Comme un chemin qui s'ouvre devant moi, le trait se déroule et me découvre son intention au fur et à mesure que je le suis.
Un vrai bonheur, lorsque cela se produit.

On peut chercher de quoi il parle, ce trait, quelles sont les formes qu'il a tracées, d'où elles émanent (de l'inconscient individuel, collectif)… Oui, on peut.

Pour moi, le plus important, c'est ce qui se joue dans l'instant. Ma capacité ou non d'être présente à moi-même. L'autorisation que je me donne ou non de laisser faire, de suivre ce qu'on peut appeler l'intuition. Il s'agit de développer mon rapport au monde dans un registre de justesse plus que d'analyse.

Le passé n'existe plus.
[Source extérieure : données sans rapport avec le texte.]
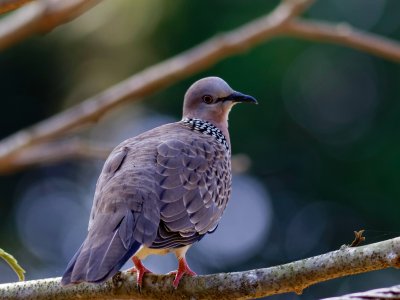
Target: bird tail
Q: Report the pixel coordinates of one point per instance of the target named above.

Il n'a de sens pour moi que dans les effets qu'il produit dans le présent: effets de forme imprimés ici et maintenant par cette interface interposée entre le monde et nous, comme une peau qui aurait gardé la trace de tous nos frottements au monde, dès l'origine, et qui continuerait de colorer notre regard sur lui.

Cette peau, c'est elle que j'ai plaisir à voir émerger de temps à autre dans mes peintures, dans les répétitions, à travers mon rapport au support et au trait. C'est elle que je consolide, apprivoise et assouplis, en me rapprochant du trait et de la forme justes. C'est elle, que je ne vois pas mais qui me porte lorsque je suis en phase avec moi-même, qui m'oblige à la bagarre lorsque je suis en porte-à-faux.

En épousant ses contours, trait après trait, couche après couche, grattage après grattage, je tente de l'apprivoiser, de conquérir un espace plus vaste, ce sentiment de complétude.